CONFIDENCIA PROSAICA
Yo también
¡Sí! Yo tengo
-¿por qué no confesarlo?-
un pequeño fantasma,
un duende de familia.
No vaya a suponerse que mi pequeño duende
sea un fantasma hierático,
espectral,
de castillo;
uno de esos fantasmas que arrastran el espanto
entre viejas panoplias
y gritos coagulados,
o delatan incestos
dentro de una armadura,
cuando el silencio calza las funerarias mallas
con que a Hamlet le place pasearse entre las tumbas.
Mi fantasma es doméstico,
recatado,
apacible.
Jamás le he sorprendido actitudes de almena,
ni lo he visto hospedarse
en la caja de un péndulo,
para que sus entrañas se pueblen de latidos.
Cotidiano,
tranquilo,
modesto,
de bolsillo,
mi pequeño fantasma
no ahuyenta los retratos,
ni adopta almas de piedra
o heráldicas posturas.
Tal cual es,
sin embargo,
engalana mis noches
y es el único lujo de mis horas vacías.
Ya sé que con frecuencia revuelve mis papeles,
esconde alguna carta,
empaña mis anteojos,
me humilla al obligarme
a buscar los gemelos debajo de la cómoda,
me esconde la boquilla;
pero es él quien mitiga la fiebre del insomnio,
quien impide que pierdan el compás las canillas,
quien oprime las llagas de las puertas pintadas
y conforta el silencio,
la soledad,
el frío,
al pasear por los cuartos
su corpórea presencia de fantasma benigno,
de duende que vigila
las sombras
y los ruidos.
EL DULCE MILAGRO
¿Qué es esto? ¡Prodigio! Mis manos florecen.
Rosas, rosas, rosas a mis dedos crecen.
Mi amante besóme las manos y en ellas,
¡Oh, gracia!, brotaron rosas como estrellas.
Y voy por la senda voceando el encanto
y de dicha alterno sonrisa con llanto
y bajo el milagro de mi encantamiento
Se aroman de rosas las alas del viento.
Y murmura al verme la gente que pasa:
-¿No véis que está loca? Tornadla a su casa.
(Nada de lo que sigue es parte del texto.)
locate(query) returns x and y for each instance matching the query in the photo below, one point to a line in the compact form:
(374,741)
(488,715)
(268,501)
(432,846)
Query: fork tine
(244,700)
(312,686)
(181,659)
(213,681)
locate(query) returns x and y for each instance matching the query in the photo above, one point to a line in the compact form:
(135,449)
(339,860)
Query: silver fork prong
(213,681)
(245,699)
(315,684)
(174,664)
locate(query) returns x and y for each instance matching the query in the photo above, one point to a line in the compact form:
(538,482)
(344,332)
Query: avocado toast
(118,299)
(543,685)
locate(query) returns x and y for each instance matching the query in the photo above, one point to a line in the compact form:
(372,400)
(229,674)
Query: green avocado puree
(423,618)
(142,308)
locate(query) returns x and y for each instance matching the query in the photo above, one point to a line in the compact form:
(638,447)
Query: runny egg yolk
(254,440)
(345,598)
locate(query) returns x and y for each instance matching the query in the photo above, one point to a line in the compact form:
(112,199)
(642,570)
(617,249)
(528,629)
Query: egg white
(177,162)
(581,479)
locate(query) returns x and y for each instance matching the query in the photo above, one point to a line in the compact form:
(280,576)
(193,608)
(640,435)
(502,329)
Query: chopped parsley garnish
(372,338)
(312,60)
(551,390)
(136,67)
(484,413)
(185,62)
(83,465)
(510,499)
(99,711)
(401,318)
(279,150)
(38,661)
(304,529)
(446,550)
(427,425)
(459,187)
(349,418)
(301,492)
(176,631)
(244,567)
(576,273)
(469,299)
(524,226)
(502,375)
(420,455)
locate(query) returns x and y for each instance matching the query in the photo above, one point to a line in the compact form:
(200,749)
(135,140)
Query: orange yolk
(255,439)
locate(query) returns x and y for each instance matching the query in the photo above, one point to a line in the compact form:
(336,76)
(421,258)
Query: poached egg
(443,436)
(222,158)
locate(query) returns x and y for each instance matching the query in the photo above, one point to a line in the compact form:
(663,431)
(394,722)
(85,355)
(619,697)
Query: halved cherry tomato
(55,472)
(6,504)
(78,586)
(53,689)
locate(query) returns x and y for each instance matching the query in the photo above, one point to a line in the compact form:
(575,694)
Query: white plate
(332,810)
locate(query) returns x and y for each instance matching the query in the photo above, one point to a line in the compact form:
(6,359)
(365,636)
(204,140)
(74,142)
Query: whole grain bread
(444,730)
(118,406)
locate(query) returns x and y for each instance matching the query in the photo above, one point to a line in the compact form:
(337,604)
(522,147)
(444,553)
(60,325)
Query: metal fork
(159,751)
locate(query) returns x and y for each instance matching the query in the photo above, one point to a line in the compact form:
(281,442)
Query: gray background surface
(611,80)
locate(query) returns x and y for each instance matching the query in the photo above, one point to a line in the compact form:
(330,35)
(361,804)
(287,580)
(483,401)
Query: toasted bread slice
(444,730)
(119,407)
¡Dice que en las manos le han nacido rosas
Y las va agitando como mariposas!
¡Ah, pobre la gente que nunca comprende
Un milagro de éstos y que sólo entiende
Que no nacen rosas más que en los rosales
Y que no hay más trigo que el de los trigales!
Que requiere líneas y color y forma
Y que sólo admite realidad por norma.
Que cuando uno dice: «Voy con la dulzura»,
De inmediato buscan a la criatura.
Que me digan loca, que en celda me encierren,
Que con siete llaves la puerta me cierren,
Que junto a la puerta pongan un lebrel,
Carcelero rudo, carcelero fiel.
Cantaré lo mismo: -Mis manos florecen,
Rosas, rosas, rosas a mis dedos crecen.
¡Y toda mi celda tendrá la fraganci
De un inmenso ramo de rosas de Francia!
LA BABA
Es la baba.
Su baba.
La efervescente baba.
La baba hedionda,
cáustica;
la negra baba rancia
que babea esta especie babosa de alimañas
por sus rumiantes labios carcomidos,
por sus pupilas de ostra putrefacta,
por sus turbias vejigas empedradas de cálculos,
por sus viejos ombligos de regatón gastado,
por sus jorobas llenas de intereses compuestos,
de acciones usurarias;
la pestilente baba,
la baba doctorada,
que avergüenza la felpa de las bancas con dieta
y otras muelles poltronas no menos escupidas.
La baba tartamuda,
adhesiva,
viscosa,
que impregna las paredes tapizadas de corcho
y contempla el desastre a través del bolsillo.
La baba disolvente.
La agria baba oxidada.
La baba.
¡Sí! Es su baba…
lo que herrumbra las horas,
lo que pervierte el aire,
el papel,
los metales;
lo que infecta el cansancio,
los ojos,
la inocencia,
con sus vermes de asco,
con sus virus de hastío,
de idiotez,
de ceguera,
de mezquindad,
de muerte.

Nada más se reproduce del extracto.